Ketakutan Samudera

Rasa takut yang menyergap pikiran Samudera tak kunjung menghilang. Bahkan, ketika upacara tengah berlangsung, konsentrasi Samudera benar-benar buyar sampai beberapa kali ia terlambat mengikuti panduan sang pemimpin upacara untuk memberi hormat.

Cassiopeia menyadari ketakutan yang Samudera rasakan dari gerak-gerik pemuda itu yang sangat tak wajar. Ia berbisik dengan salah satu teman barunya di kelas dan bernegosiasi untuk tukar posisi. Hingga jadilah saat ini, gadis berambut panjang yang rambutnya terikat rapi itu berdiri tepat di sebelah kiri Samudera untuk mengenggam tangan sang kekasih.

“Kamu kenapa? Ada masalah?” Yang ditanya hanya terdiam, tenggorokannya terasa begitu mencekat, sampai-sampai Cassiopeia dapat melihat dengan begitu jelas, bagaimana jakun pemuda itu bergerak perlahan menuruni leher dan naik kembali seolah-olah tengah berusaha meneguk salivanya.

“Samudera Timoer ... kamu gak sakit kan? Kalau sakit biar aku panggilin anak PMR.”

Ketakutan Samudera akan sosok Valerie Bjorn sungguh membuat Cassiopeia menggila di barisan. Ia tak mengerti alasan dari pucatnya wajah Samudera, ia tak tahu apa yang pemuda itu alami saat di koperasi, bahkan ia tidak paham akan maksud ucapan pria leo itu ketika memakaikan topi kepadanya tadi. Jujur, tingkah laku Samudera sangat aneh hari ini.

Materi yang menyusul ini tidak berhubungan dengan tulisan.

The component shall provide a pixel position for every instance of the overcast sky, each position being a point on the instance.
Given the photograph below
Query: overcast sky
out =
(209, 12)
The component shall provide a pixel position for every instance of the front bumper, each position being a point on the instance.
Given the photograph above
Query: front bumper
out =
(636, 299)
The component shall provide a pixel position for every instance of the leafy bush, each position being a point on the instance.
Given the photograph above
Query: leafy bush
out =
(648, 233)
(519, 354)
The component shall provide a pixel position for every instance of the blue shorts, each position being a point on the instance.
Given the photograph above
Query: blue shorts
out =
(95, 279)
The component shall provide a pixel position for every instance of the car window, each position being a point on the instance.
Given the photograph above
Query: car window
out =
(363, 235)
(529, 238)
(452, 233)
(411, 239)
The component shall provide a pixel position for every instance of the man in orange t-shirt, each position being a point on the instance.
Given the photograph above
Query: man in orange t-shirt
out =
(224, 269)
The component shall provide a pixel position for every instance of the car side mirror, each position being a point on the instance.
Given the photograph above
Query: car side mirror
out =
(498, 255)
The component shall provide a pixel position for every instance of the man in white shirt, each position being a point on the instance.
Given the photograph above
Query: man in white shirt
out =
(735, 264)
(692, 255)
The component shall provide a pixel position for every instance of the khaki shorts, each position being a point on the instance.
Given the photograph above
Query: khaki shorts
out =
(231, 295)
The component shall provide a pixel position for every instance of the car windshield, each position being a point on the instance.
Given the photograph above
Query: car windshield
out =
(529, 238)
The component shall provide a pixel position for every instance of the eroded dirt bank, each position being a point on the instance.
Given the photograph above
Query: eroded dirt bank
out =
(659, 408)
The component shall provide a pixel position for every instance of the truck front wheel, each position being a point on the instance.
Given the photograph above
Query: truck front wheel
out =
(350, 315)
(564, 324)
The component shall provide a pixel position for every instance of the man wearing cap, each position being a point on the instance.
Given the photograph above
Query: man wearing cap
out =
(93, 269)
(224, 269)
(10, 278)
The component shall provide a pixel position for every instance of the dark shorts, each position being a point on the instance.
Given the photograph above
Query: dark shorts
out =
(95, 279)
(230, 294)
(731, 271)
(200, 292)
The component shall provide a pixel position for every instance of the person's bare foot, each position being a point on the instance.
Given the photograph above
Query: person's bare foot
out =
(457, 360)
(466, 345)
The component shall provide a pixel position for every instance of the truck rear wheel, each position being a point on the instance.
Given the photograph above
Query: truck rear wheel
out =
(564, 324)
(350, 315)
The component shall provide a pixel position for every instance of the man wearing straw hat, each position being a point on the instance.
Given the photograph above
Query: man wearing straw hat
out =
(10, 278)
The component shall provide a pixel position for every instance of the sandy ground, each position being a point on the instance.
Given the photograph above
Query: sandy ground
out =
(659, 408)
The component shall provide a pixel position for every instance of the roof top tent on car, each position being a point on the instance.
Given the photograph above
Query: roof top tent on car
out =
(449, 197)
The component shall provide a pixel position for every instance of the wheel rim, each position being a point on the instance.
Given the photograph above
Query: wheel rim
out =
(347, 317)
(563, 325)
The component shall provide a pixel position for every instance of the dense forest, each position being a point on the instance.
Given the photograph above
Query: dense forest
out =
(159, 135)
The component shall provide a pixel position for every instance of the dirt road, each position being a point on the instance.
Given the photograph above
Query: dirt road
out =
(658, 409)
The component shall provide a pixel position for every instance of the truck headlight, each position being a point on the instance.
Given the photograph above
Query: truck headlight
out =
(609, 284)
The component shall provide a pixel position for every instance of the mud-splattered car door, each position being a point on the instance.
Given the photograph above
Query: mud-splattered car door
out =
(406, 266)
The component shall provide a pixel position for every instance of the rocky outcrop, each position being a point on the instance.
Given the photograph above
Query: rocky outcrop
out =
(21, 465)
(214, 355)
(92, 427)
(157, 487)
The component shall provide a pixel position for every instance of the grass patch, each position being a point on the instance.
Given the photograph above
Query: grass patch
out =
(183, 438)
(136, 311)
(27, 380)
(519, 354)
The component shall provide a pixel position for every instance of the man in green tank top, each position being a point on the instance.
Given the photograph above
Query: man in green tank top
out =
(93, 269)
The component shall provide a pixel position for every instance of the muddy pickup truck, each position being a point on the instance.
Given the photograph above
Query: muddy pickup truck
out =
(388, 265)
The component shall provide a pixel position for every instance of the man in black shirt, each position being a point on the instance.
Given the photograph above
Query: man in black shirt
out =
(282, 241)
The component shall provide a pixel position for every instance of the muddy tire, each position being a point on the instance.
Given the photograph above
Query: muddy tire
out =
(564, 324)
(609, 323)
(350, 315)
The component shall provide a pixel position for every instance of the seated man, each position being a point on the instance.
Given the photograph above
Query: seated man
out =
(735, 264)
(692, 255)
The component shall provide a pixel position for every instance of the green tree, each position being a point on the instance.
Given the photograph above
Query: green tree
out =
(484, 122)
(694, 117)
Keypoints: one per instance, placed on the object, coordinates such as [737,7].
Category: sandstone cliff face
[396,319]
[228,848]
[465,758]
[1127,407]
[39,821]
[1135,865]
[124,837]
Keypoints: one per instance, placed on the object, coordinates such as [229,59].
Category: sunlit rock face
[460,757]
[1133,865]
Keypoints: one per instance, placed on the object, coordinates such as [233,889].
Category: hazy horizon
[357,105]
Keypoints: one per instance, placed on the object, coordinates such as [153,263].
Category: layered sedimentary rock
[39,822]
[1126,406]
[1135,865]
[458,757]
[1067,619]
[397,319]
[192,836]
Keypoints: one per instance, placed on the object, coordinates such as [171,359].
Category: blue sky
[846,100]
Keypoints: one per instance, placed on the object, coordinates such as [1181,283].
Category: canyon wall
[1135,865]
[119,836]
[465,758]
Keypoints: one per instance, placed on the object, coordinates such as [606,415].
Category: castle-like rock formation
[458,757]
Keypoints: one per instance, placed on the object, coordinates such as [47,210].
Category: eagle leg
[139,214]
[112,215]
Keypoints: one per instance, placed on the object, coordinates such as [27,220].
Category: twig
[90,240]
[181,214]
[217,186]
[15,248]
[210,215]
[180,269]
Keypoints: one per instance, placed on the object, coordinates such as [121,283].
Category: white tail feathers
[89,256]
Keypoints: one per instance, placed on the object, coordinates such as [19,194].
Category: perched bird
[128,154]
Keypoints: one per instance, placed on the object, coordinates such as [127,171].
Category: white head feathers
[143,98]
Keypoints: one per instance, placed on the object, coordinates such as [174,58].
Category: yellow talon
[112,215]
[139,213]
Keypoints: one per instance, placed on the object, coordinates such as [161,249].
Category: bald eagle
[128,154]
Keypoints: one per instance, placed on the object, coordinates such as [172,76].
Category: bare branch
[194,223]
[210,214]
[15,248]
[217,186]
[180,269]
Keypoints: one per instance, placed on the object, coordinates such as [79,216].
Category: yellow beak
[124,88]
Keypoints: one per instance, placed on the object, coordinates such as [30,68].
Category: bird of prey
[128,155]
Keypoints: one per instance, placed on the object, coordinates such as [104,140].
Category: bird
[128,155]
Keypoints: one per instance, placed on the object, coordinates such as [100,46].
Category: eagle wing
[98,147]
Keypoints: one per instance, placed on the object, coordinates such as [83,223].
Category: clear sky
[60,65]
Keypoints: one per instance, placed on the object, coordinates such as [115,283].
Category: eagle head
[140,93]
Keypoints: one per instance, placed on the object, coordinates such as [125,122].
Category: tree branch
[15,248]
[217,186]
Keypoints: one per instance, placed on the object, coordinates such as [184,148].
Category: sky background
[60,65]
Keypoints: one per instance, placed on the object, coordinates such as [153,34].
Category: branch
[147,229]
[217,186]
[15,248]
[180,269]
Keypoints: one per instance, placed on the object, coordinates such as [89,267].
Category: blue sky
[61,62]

Apa yang lagi Samudera sembunyiin?” tutur batin Cassiopeia yang setia mengenggam tangan Samudera yang begitu dingin karena berkeringat.

Gadis itu tak tahan, ia ingin berbicara dengan leluasa kepada Samudera, jadi yang ia lakukan saat ini adalah berbisik kepada pria disebelahnya itu, “Aku bakal izin ke kamar mandi. Kamu susul, ya. Aku mau ngomong sebentar.”

Tepat setelah mengatakan hal itu, Cassiopeia langsung mengeluarkan jurus seribu bayangnya. Meminta izin kepada salah satu guru yang ada di belakang barisan untuk ke kamar mandi. Cassiopeia menunggu Samudera. Iya, gadis itu menunggu sang kekasih di depan pintu toilet umum sekolah. Menciptakan nada acak dengan ujung sepatu sembari berulang kali melirik ke arah masuk area toilet.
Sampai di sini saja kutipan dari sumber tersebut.